In April 2001, a Denver magistrate ordered the women to share parenting time, with each getting three days on, then three days off, with the girl.

By June of that year, Clark began fighting the co-custody, arguing that she was the child's legal parent and McLeod was, legally, a third party, much like a grandparent or relative. ...

Clark lost in Denver District Court in April 2003, when Coughlin "categorically" rejected Clark's contention that McLeod shouldn't be allowed to be the girl's mother.

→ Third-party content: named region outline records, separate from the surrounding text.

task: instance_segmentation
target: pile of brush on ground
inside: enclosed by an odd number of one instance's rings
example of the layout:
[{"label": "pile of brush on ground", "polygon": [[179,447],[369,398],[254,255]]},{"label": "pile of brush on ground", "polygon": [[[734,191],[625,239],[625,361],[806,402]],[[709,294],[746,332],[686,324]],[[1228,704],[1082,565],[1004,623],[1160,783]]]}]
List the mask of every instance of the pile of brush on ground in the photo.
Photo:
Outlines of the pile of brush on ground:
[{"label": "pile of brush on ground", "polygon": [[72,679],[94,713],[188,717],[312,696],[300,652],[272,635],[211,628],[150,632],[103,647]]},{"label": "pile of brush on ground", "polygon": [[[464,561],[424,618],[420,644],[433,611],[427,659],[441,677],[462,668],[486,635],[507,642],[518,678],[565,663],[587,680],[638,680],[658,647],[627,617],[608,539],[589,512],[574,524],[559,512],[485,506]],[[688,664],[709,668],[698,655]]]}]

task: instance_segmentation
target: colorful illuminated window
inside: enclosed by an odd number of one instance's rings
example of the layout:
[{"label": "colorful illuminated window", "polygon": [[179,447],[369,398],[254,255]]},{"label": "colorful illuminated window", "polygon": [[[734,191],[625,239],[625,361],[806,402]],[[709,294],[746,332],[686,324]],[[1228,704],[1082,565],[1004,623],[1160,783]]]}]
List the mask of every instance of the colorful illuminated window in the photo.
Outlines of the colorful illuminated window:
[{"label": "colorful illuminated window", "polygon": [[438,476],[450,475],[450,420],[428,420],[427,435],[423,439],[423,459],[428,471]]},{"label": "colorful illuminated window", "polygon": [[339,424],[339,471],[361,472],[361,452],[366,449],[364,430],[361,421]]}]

He kept the 50-50 visitation rights in place and said the women must alternate weeks with the girl.

"The minor child loves both women and the child has been nurtured and loved by both women," Coughlin wrote in his order.

Acknowledging the Troxel decision, Coughlin said he must give "special weight" to Clark, the legal parent. But Coughlin went on to write that he also considered "special factors," such as Clark's earlier request to acknowledge McLeod as a co-parent and her agreement to change the child's name to include McLeod's.

"Dr. Clark has participated in creating these special factors. She may not now ask this court to disregard these factors," Coughlin wrote. "To do so would be, without a doubt, to disregard the best interests of the minor child."

Clark appealed the ruling, and McLeod filed briefs defending her status as a "psychological parent." State courts have used the concept since the mid-1990s, citing the Colorado law that says a person who isn't a blood relative can get parenting rights when the person has had physical custody of a child for at least six months. ...

The psychological-parenting doctrine is not exclusive to Colorado. In what is considered a watershed case for nonbiological gay parents, a New Jersey Supreme Court ruling in April 2000 gave the former partner of a lesbian mother visitation rights to the twins she had helped raise since birth.

The New Jersey high court said psychological parenthood is established when:

• The legal parent consents to the relationship between the nonbiological or nonlegal parent.

• The psychological parent has lived with the child.

• The psychological parent cared for the child.

• The child and the psychological parent have bonded or forged an attachment.

Up until that ruling, courts didn't recognize "de facto parents," said Leslie Cooper, an attorney with the ACLU's Lesbian and Gay Rights Project in New York.